Allah’a teslim olmak da Allah’ın kulu olmak ve Onun her emrini yapmaya hazır
beklemek demektir. Zaten Müslüman, Allah’a teslim olan insan demektir. Kur’an-ı
kerimde de teslim olmak emredilir:
(Biz sadece Allah’a teslim olduk deyin!) [Bakara 136]
(Âlemlerin Rabbine teslim olarak namaz kılın.) [Enam 71, 72]
Belkıs imanını bildirmek için, (Âlemlerin Rabbi olan
Allah’a teslim oldum) dedi. (Neml 44)
Hadis-i şerifte de buyuruldu ki:
(Şu beş şey imandandır: Allah’a teslimiyet, kaderine
rıza, işini Allah’a havale etmek, ona güvenmek, musibete sabır.) [Bezzar]
İşte bunları uygulayan imanın zirvesine çıkar.
Kâmil iman sahibi miyiz?
Soru: Olgun imana
kavuştuğumuzu bilebilir miyiz?
CEVAP:
Evet, bazı alametler vardır. İnsan bunlara bakarak
kâmil iman sahibi olup olmadığını anlayabilir. Mesela Hasan bin Muhammed bin Hasan hazretleri buyuruyor ki:
Şu üç şeyi yapan kâmil iman sahibidir:
1- Sever ama sevgisi batıla düşürmez.
2- Kızar ama kızması haktan ayırmaz.
3- Güçlü iken de, hakkı olmayana el uzatmaz.

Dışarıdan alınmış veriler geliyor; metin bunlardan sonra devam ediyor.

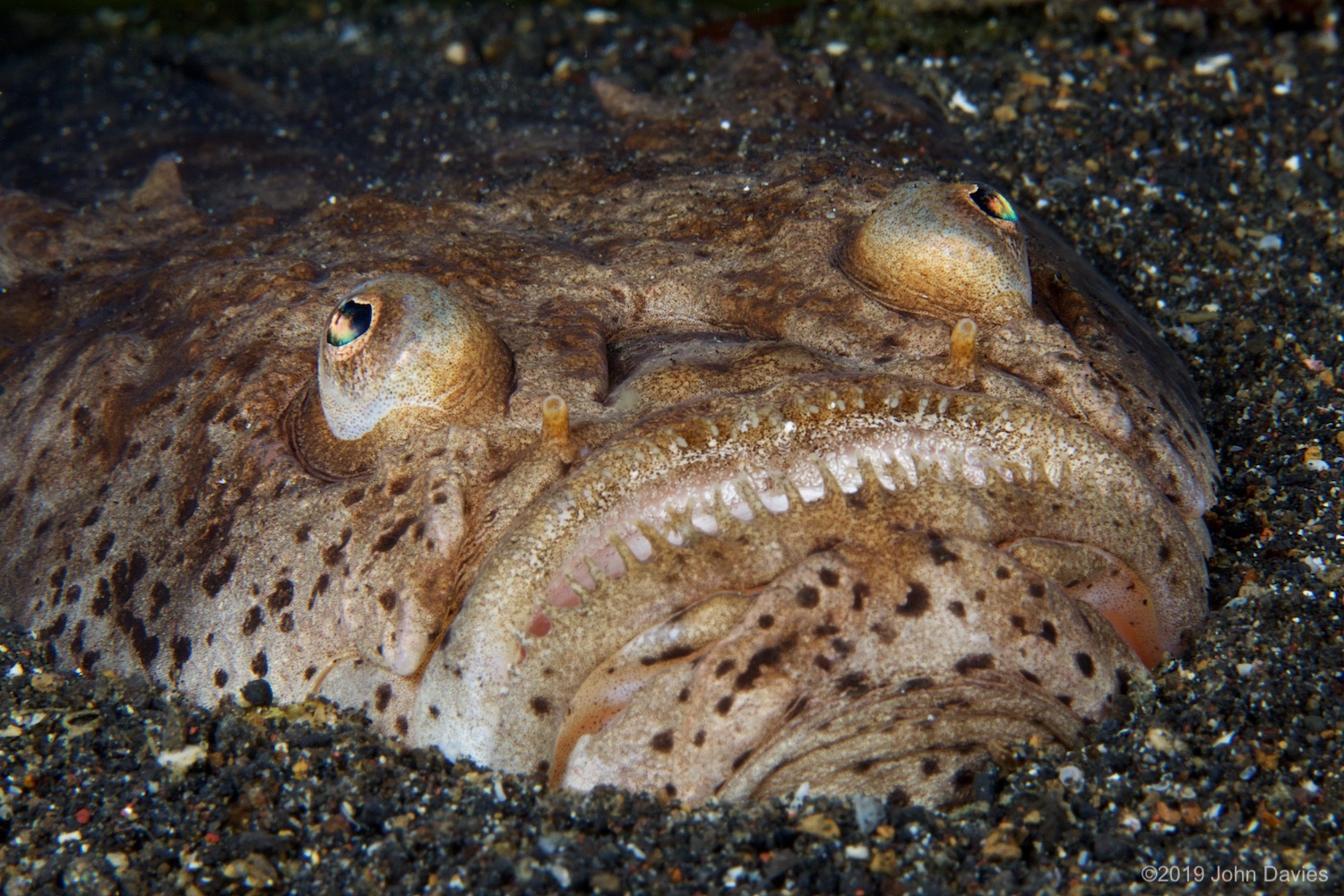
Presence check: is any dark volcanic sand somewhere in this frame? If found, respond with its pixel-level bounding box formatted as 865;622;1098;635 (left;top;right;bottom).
0;5;1344;895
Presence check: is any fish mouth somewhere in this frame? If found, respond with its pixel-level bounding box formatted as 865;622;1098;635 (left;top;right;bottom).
411;372;1206;796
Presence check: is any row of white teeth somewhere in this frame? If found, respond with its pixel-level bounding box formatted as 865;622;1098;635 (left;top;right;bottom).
564;430;1027;589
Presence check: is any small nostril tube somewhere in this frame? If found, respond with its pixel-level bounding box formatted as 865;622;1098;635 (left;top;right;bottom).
542;395;570;444
948;317;978;382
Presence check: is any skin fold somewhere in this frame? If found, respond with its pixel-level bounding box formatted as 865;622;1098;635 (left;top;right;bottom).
0;39;1215;805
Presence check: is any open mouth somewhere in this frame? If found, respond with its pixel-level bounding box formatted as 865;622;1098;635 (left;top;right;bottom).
411;374;1206;798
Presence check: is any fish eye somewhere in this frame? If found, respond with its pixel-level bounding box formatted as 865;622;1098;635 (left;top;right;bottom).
970;184;1018;224
327;298;374;348
835;180;1031;326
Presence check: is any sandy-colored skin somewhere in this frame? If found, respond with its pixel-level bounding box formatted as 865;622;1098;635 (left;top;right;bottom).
0;43;1214;804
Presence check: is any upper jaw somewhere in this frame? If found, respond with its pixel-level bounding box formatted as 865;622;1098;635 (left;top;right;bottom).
411;372;1204;789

Eshab-ı kiram, “Biz, insanlardan gelen sıkıntılara sabretmeyenleri, kâmil iman sahibi
saymazdık” buyuruyorlar. Bir âyet meali:
(Asıl iyilik, Allah’a, ahiret gününe, meleklere,
kitaplara, peygamberlere inanmak, Allah rızası için akrabaya, yetimlere,
yoksullara, yolda kalmışlara, saillere ve mükateb köle [ve esirlere] sevdiği
maldan harcamak, namaz kılmak, zekât vermek, antlaşmada sözlerini yerine
getirmek, sıkıntı, hastalık ve savaşta sabretmektir.) [Bakara
177]
Bu âyet-i kerimede, insanı olgunlaştıran esaslar
açıkça bildirilmiştir. Bunlar da sağlam iman, iyilik, yardım ve nefsin
ıslahıdır. Bu hasletleri kendisinde toplayan bir kimse, iman ve itikadına göre,
sıdkla vasıflandırılmış, takva ile övülmüştür. Peygamber
efendimiz, (Bu âyetin bildirdiği hususlarla amel eden, kâmil iman sahibi olur)
buyurdu. (Tibyan)
Haramlardan kaçan ve ibadetleri yapan kâmil iman
sahibidir.
İbadetleri yapıp imanıma bir zarar gelir diye korkanın
ve “Günahlarım çoktur, ibadetlerim beni kurtarmaz” diye düşünenin imanı
kuvvetli demektir. (Bezzâziyye)
Konu ile ilgili hadis-i şeriflerden bazıları şöyledir:
(Şu üç kimsenin imanı kemâle ermiştir:
1- Hiç kimsenin kınamasından korkmadan Allah yolunda
yürüyen,
2- Ameline riya karıştırmayan,
3- Dünya ve ahiretle ilgili iki işten ahirete ait
olanı dünya işine tercih eden.) [Deylemi]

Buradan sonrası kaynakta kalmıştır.